The first cargo train did travel from Tommot to Nizhny Bestyajh, a station across the Lena River from Yakutsk, on August 30 last year but as yet the line is still not in full use. Indeed, only 90 per cent of it is ready.
Now the Prime Minister has ordered that construction work is finished by July 1. The announcement came following a meeting in Khabarovsk in which the project was discussed as part of overall plans for the social and economic development of the Far East.
Russia’s Ministry of Transport, the Ministry of Finance and the government of Yakutia – also known as the Sakha Republic – were ordered to ensure adequate funding is in place.

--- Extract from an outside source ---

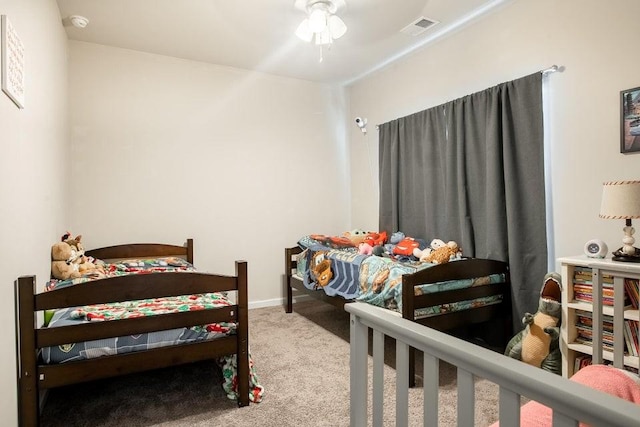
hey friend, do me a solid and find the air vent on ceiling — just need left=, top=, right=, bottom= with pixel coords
left=400, top=16, right=440, bottom=37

The infrastructure was supposed to have been completed by 2012 but the general contractor, Transstroy Engineering Corporation, rescheduled the launch several times.
The first cargo train did travel from Tommot to Nizhny Bestyajh, a station across the Lena River from Yakutsk, on August 30 last year but as yet the line is still not in full use. Pictures: Yegor Borisov, Apsat
Transstroy is one of the oldest Russian companies operating in infrastructure construction, having been created by then Minister for Transport Construction Vladimir Brezhnev in 1991. But the company has debts of about 300 million roubles, with almost 86 million roubles still to be paid to subcontractors.

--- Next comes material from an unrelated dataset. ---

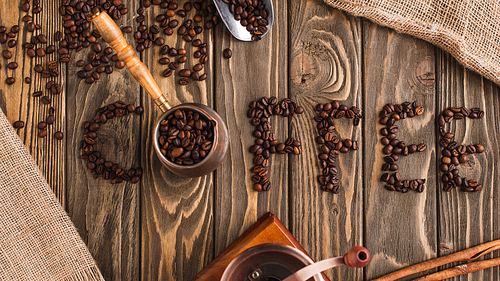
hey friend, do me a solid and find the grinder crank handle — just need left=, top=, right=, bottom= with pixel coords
left=282, top=246, right=370, bottom=281
left=91, top=11, right=171, bottom=112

Nevertheless Yakutia’s leader Egor Borisov has also insisted on the project being finished this year, and ordered the Ministry of Finance to consider an amendment to the federal budgets for 2015 to 2017.
Ultimately the new 1,239 (770 mile) rail link will connect the famous Trans-Siberian route to Yakutsk. It will actually reach the opposite side of the Lena River with a mega 3km bridge connecting the new railway station with the city itself.
The route presents a major new tourist attraction for rail explorers from around the world, and for Russians themselves.
Called AYAM - the north-south Amur-Yakutian Mainline (BAM) - the line has links for travellers either coming from the east or west on the Trans-Siberian and also the Baikal Amur Mainline. At its most southerly point, is the station of Bamovskaya station on the Trans-Siberian line, in the west of Amur region, some 32 km north-west of Skovorodino station.
From here the mainline goes north, joining the Baikal-Amur Mainline at Tynda station. It then proceeds and goes along the BAM for about 27 km, before heading northwards.
Currently passenger traffic operates from Tynda to the town of Tommot, located on the Aldan River, with population of more than 8,000 people. Tommot is some 390 km (240 miles) southwest of Yakutsk and 70 km (43 miles) southwest of Aldan.
This part of the route has been in operation for passengers for a decade, and for freight since 1997, but the excitement is in the link though some of Russia's remotest territory to the outskirts of Yakutsk, diamond capital of Russia.
It is said that the Amur-Yakutsk Mainline has become the largest and most complex project in the field of railway construction in Russia for the last 30 years.